"The first two months of the season," Choo said, "even before swinging, I was already thinking about where the ball would go. Now, I'm more focused on making contact. I'm not worried about where I'm hitting it. I'm seeing the ball and focusing on the contact area. Then, wherever the ball goes, it goes."
Entering Tuesday's game with Cincinnati, Choo had hit .287 with six home runs and 15 RBIs in his last 43 games, dating back to May 4. During that span, the outfielder -- now entrenched as the club's leadoff man -- has raised his season average to .265 from .209.
Three of Choo's home runs in that stretch have come in his last five games.
"We know that the power is there," Indians manager Manny Acta said. "It was about the consistency of his swing and being patient. It's starting to come. I know that at the end of the year his numbers are going to be there. He's pretty comfortable right now in a good spot. He gradually has gotten better since the beginning of the season."

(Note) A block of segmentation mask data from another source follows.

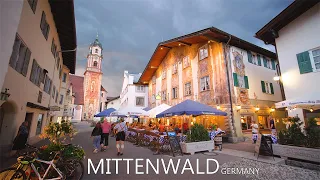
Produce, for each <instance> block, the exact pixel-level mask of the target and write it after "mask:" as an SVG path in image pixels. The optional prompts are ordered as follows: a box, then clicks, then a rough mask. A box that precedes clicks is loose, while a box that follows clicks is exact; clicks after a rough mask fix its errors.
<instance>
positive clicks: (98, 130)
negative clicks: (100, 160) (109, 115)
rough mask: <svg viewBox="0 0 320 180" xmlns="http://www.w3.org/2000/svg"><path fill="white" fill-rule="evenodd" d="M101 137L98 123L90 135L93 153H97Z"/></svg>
mask: <svg viewBox="0 0 320 180" xmlns="http://www.w3.org/2000/svg"><path fill="white" fill-rule="evenodd" d="M101 135H102V128H101V123H100V122H98V123H97V124H96V126H95V127H94V128H93V130H92V133H91V138H93V148H94V150H93V153H98V151H99V147H100V141H101Z"/></svg>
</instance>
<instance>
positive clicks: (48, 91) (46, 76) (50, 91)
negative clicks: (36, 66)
mask: <svg viewBox="0 0 320 180" xmlns="http://www.w3.org/2000/svg"><path fill="white" fill-rule="evenodd" d="M51 85H52V80H51V79H50V78H49V76H48V75H46V77H45V83H44V88H43V90H44V92H46V93H48V94H50V93H51Z"/></svg>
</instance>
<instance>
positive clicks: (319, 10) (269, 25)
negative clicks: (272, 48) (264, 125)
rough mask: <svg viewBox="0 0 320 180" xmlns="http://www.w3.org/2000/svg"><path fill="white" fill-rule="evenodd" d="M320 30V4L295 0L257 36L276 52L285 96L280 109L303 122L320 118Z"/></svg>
mask: <svg viewBox="0 0 320 180" xmlns="http://www.w3.org/2000/svg"><path fill="white" fill-rule="evenodd" d="M319 29H320V3H319V1H294V2H293V3H292V4H291V5H289V6H288V7H287V8H286V9H285V10H283V11H282V12H281V13H280V14H279V15H277V16H276V17H275V18H274V19H272V20H271V21H270V22H269V23H268V24H266V25H265V26H264V27H263V28H262V29H260V30H259V31H258V32H257V33H256V37H257V38H259V39H261V40H263V41H264V42H265V43H266V44H272V45H274V46H276V49H277V53H278V59H279V64H280V69H281V77H280V82H281V83H283V86H284V92H285V96H286V101H283V102H280V103H277V104H276V105H277V107H279V108H287V110H288V115H289V116H296V115H298V116H299V117H300V119H304V120H306V118H309V117H318V118H319V117H320V110H317V109H320V89H319V82H320V35H319ZM319 123H320V121H319Z"/></svg>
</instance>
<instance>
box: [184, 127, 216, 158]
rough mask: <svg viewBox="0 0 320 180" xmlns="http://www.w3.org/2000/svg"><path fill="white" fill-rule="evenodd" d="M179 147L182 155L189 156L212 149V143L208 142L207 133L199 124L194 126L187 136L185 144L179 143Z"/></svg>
mask: <svg viewBox="0 0 320 180" xmlns="http://www.w3.org/2000/svg"><path fill="white" fill-rule="evenodd" d="M180 145H181V149H182V152H183V153H190V154H194V153H195V152H201V151H209V152H211V151H212V150H213V149H214V141H212V140H210V137H209V135H208V131H207V130H206V129H205V128H204V126H203V125H201V124H194V125H193V126H192V127H191V129H190V131H189V133H188V135H187V142H181V143H180Z"/></svg>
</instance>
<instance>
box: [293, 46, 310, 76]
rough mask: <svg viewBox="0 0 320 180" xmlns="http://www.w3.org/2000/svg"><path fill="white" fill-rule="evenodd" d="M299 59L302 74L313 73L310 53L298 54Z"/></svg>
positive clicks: (297, 57)
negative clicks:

Beyond his approach, Choo said a key has been improved production against fastballs.
"I'm a very good fastball hitter," Choo said. "But in April and May, I had so many missed fastballs -- even at like 92-94 mph. I couldn't hit it. Foul balls. Swings and misses. That was a problem. There was something wrong with my timing.
"So I'm starting early and not thinking about where I'm hitting the ball, just focusing on the hitting area."
Choo believes hitting leadoff has helped him find his rhythm, because it has offered the chance to have more plate appearances each game.
"I don't mind any spot in the lineup," Choo said. "The only reason I like the leadoff spot, or being in the top of the order, is you get extra at-bats. That's why I like the top of the order. I think that's helped."